Wie ein Arbeitskreis das Asylgesetz ändert
Ein Arbeitskreis der Linksjugend Baden-Württemberg ändert hier und da Asylgesetze und verhilft so Geflüchteten zu einem menschenwürdigeren Leben. Das hilft z.B. Asylbewerbern in Baden-Württemberg bei der Wohnungssuche.
So ändern sich die Gesetze eben nicht nur in Baden-Württemberg: Auch in Rheinland-Pfalz und Nordrhein-Westfalen macht sich der Arbeitskreis Asyl der baden-württembergischen Linksjugend[’solid] daran, die Bedingungen für Geflüchtete zu verbessern. Ungewohnt „staatsmännisch“ geht dieser Arbeitskreis für einen linken Jugendarbeitskreis vor. Statt auf Demonstrationen zu mobilisieren und sich mit dem wirren deutschen Versammlungsrecht herumzuschlagen, nimmt man sich hier die Gesetzeslage zu den Lebensumständen von AsylbewerberInnen gezielt zur Brust und versucht herauszufinden, inwiefern Abgeordnete oder Staatssekretäre Einfluss auf welche Gesetze oder die Auslegung dieser haben. Sobald man das weiß, wird mit ihnen verhandelt und es werden Landtags- oder Bundestagsfraktionen durchtelefoniert, um Unterstützung zu bekommen.

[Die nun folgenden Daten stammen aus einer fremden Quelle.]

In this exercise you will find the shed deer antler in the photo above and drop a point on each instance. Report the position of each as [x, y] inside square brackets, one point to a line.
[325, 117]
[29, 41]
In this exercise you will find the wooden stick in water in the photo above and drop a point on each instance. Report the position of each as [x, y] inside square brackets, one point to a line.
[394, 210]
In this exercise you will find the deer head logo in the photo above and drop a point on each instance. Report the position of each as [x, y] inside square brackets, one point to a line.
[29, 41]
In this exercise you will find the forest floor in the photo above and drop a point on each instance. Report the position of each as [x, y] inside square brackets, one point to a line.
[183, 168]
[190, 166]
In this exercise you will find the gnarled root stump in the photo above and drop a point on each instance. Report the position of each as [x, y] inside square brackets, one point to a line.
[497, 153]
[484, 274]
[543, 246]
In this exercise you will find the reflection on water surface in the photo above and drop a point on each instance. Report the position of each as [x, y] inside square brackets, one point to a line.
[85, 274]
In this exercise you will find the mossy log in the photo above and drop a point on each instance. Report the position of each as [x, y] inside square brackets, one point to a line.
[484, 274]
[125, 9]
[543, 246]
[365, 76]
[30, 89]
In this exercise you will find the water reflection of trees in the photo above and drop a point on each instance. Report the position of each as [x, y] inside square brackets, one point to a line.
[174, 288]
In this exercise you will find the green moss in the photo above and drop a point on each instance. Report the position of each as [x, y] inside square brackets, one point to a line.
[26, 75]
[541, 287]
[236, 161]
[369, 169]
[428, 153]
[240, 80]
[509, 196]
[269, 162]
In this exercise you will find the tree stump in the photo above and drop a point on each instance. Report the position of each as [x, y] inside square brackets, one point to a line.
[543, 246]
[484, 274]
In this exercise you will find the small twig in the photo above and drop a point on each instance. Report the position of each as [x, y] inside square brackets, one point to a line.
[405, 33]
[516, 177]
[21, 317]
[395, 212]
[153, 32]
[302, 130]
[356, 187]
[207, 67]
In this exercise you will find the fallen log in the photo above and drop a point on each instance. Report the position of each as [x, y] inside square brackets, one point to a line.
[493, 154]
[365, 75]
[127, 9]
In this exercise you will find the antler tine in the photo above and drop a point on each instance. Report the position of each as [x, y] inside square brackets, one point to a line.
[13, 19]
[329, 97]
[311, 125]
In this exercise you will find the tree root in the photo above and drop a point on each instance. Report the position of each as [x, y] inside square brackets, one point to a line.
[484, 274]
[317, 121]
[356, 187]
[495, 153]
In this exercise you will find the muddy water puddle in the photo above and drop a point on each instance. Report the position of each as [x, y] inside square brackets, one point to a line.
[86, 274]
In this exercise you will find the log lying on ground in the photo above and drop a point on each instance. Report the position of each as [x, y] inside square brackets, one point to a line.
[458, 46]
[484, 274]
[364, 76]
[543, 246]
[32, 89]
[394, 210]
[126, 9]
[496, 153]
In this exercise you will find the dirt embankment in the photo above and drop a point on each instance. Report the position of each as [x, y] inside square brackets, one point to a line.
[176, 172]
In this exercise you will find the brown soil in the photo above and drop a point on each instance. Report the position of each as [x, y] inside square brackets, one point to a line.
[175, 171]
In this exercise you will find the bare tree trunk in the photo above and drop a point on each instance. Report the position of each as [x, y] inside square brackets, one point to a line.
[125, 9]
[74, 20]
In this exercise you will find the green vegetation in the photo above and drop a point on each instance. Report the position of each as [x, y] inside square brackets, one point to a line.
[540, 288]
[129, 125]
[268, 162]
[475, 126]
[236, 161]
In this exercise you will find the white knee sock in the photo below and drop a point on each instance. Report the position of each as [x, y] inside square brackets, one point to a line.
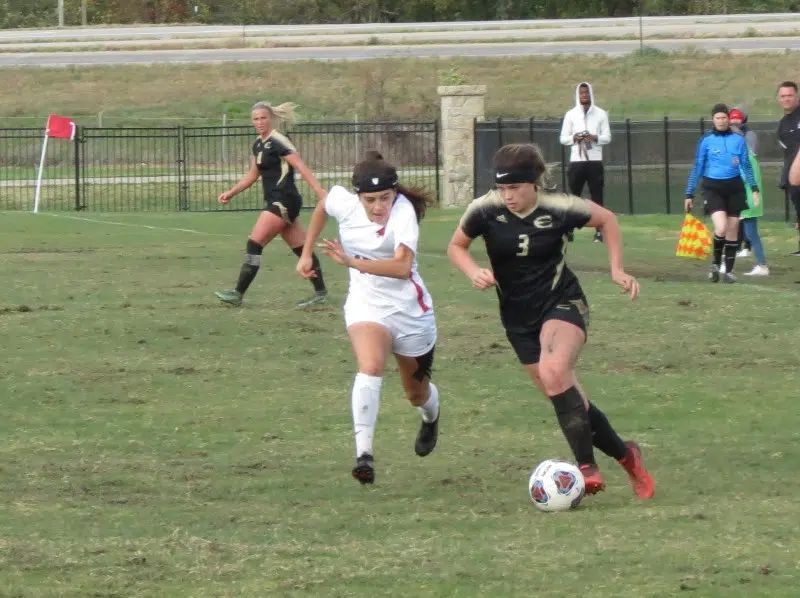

Eine Gesetzesänderung dauert etwa 800 Arbeitsstunden
Arne Ruppach (29, Streetworker), der diese Idee hatte: „Auf diese Weise haben wir in der letzten Legislaturperiode im Bundestag beispielsweise eine Veränderung des Organspendegesetzes erwirkt. So, dass ein paar Leute mehr zu lebensrettenden Organen kommen. Etwas ähnliches machen wir jetzt in dem Arbeitskreis Asyl der Linksjugend für Geflüchtete. Es dauert ungefähr 800 Arbeitsstunden, eine Veränderung zu erwirken.“ Wie das genau geht, darüber hat der Arbeitskreis eine Sammlung an Dokumenten, die er regelmäßig in Workshops vorstellt. Ein eigener Internetauftritt ist ebenfalls geplant.
Ausführlich und minutiös hat man aktuelle Gesetzeslagen nahezu aller Bundesländer zusammengetragen, beispielsweise wie die Quadratmeterzahl je Bundesland definiert ist, die pro AsylbewerberIn mindestens zur Verfügung stehen müssen. Für Linksjugend-Ortsgruppen, die mit Gesetzesänderungen nicht viel zu schaffen haben, stellt der Arbeitskreis ganze Reader zur Verfügung, wie kleinere, recht wirkungsvolle Aktionen umgesetzt werden können.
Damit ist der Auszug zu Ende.